Et la mobylette sépara (2ème partie)
23 mai 2011
La première est ici
(hé oui 2 ans et 3 mois pour écrire la suite d'un petit billet et ce grâce à un film, "Coup d'éclat" vu hier, invraisemblable mais malgré cela très bien, avec une Catherine Frot extraordinaire)
C'était en effet devenu en quelques années un cadeau traditionnel de réussite au BEPC. Ce n'était pas sans cause : le lycée en ces banlieues était généralement plus loin que le collège et l'on montait donc d'un cran dans l'échelle de la locomotion. C'était d'ailleurs assez amusant : à l'école on allait à pied, au collège en vélo et au lycée en mobylette.
Pour les plus fortunés. Ou ceux aux parents tolérants. Les miens jouèrent la carte du risque, je pressentais que cette prudence parfaite cachait un budget serré et le désir aussi de souhaiter pouvoir encore en les limitant d'amplitude maîtriser mes déplacements. Ma mère avait l'inquiétude facile et mon père les a-priori de contrôle sur une fille d'un père méditerranéen. Je n'ai pas cherché à lutter mais j'ai eu tôt fait de m'instruire, grâce à de généreux copains, et avais vite appris comment faire rouler la mécanique, en cas de besoin.
Le vélosolex, qui eût pu présenter un intermédiaire intéressant ne semblait pas d'actualité, je me demande si l'on en fabriquait encore (il y eut arrêt de production, puis plus tard reprise mais j'ignore les dates). Je me souviens d'y avoir pensé comme d'une alternative possible, peu m'importait ce que les autres en pensaient (c'était pour les vieux pépés).

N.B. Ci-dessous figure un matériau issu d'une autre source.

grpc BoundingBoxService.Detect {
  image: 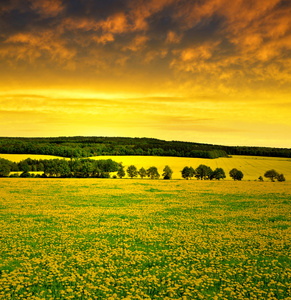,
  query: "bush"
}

[264,169,279,182]
[277,174,286,182]
[229,168,244,180]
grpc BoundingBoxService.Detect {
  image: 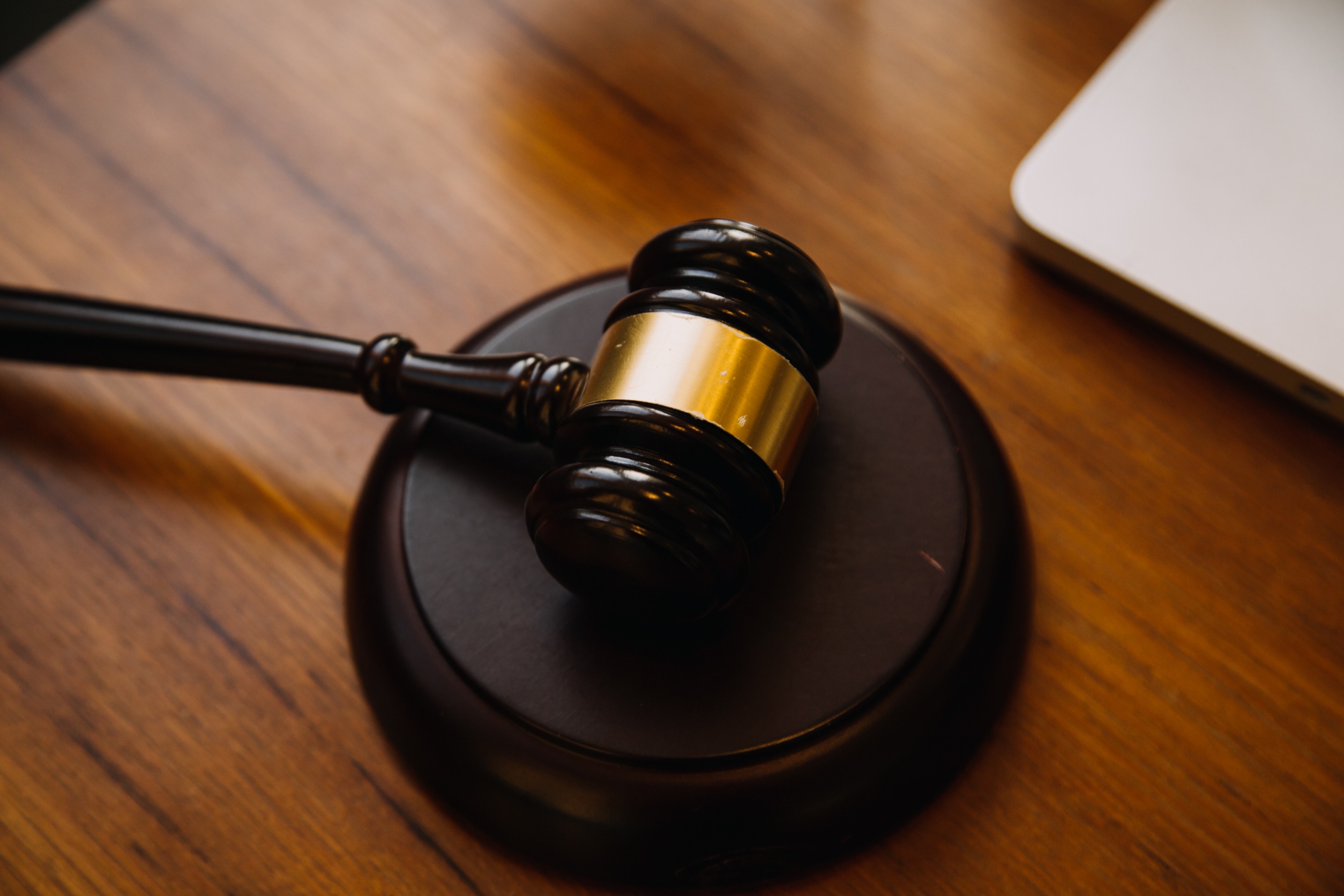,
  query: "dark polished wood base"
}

[347,274,1031,884]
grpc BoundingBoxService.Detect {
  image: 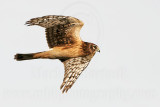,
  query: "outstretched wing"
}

[60,56,91,93]
[26,15,83,48]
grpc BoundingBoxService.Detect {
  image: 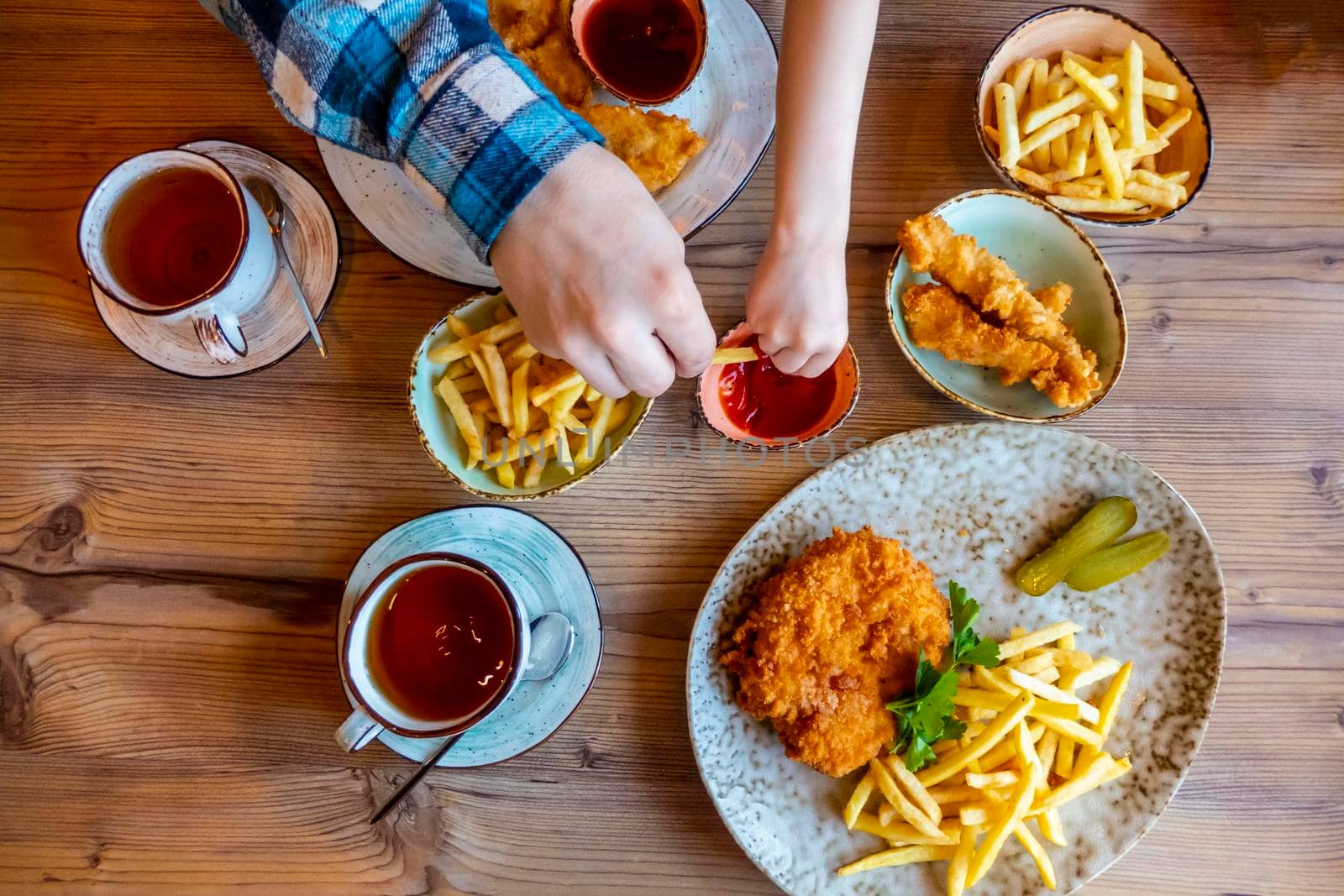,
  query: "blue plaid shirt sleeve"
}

[200,0,601,260]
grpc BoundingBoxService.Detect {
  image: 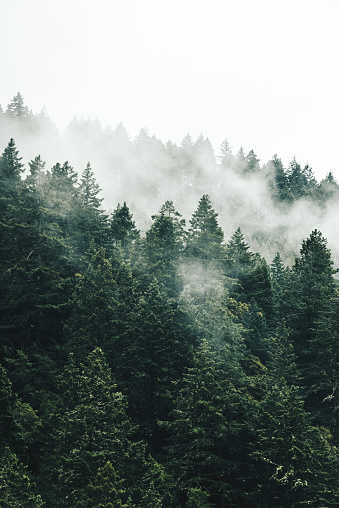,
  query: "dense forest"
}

[0,93,339,508]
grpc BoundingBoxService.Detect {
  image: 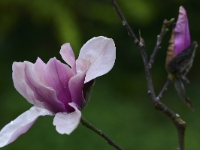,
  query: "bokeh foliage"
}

[0,0,200,150]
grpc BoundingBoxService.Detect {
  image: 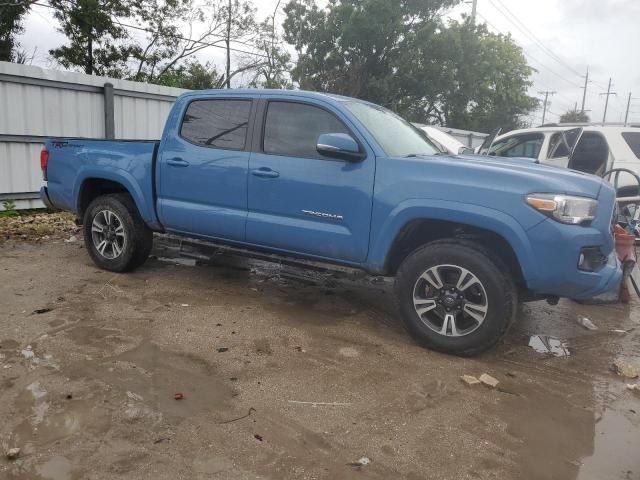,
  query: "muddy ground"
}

[0,234,640,480]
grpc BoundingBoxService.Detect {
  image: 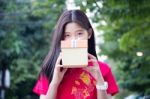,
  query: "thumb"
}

La plupart de mes potes immédiats possédaient des parents directifs ou peu fortunés, nous restâmes donc un petit groupe d'irréductibles malgré eux, mais qui se tinrent chauds et continuèrent à pédaler pour se déplacer. Il n'en demeura pas moins qu'une fracture sociale s'opéra parmi les adolescents entre ceux qui en avaient une et ceux qui n'en avaient pas. Ceux qui dès lors avaient une belle autonomie géographique et ceux qui étaient limités à la force de leurs gambettes.
Des amours se sont perdues pour cause d'un des deux non motorisé auquel on préférait un pair. Des amitiés essouflées. Des stratégies élaborées : partir à 3, une mob et un vélo, monter à deux sur la mob et se relayer (1).
Je me souviens d'avoir longtemps tenu le coup et fait des trajets hebdomadaires de 7 à 8 km pour piano et entraînement de football. D'avoir abandonné, lorsque mon équipe féminine ferma, faute d'entraîneurs, quand j'eusse dû faire 12 km pour le club le plus proche. Alors qu'en mobylette je les aurais faits.
Cela dit, je n'étais pas à plaindre : en échange de mon relatif peu de protestations, mon père m'avait promis qu'il aiderait pour La Voiture, jugée indispensable à une vie d'étudiant puis professionnelle, qu'il ne savait pas comment mais qu'on se débrouillerait. Il tînt parole, et joliment.
(photo à venir quand j'en retrouverai).
Ce qui fit de moi, comme je passai le permis à 18 ans 1/2 une des premières vraiment motorisée. Et dûment équipée d'une sagesse toute neuve : il est inutile d'envier les possessions du voisin, au tour suivant de la vie qui va, on sera peut-être le mieux loti et ça n'est pas une fin en soi.
N'empêche, pour l'abandon du foot par manque de moyens pour y aller (2), j'en avais pleuré.
(1) Il me semble, à vérifier, que les casques n'étaient pas encore obligatoires, ou ça commençait à peine et donc beaucoup était toléré. Un peu comme en voiture pour les ceintures de sécurité, dont l'absence d'utilisation était d'autant plus rarement verbalisée que certaines voitures n'étaient pas entièrement équipées ni non plus d'appuie-têtes.
(2) trajet d'un patelin de grande banlieue à un autre = fors le ramassage scolaire aucun transports en commun. Les cars emmenaient vers les gares où des trains allaient vers Paris ou vers la ville d'un cran plus loin. Mais en transversal, rien.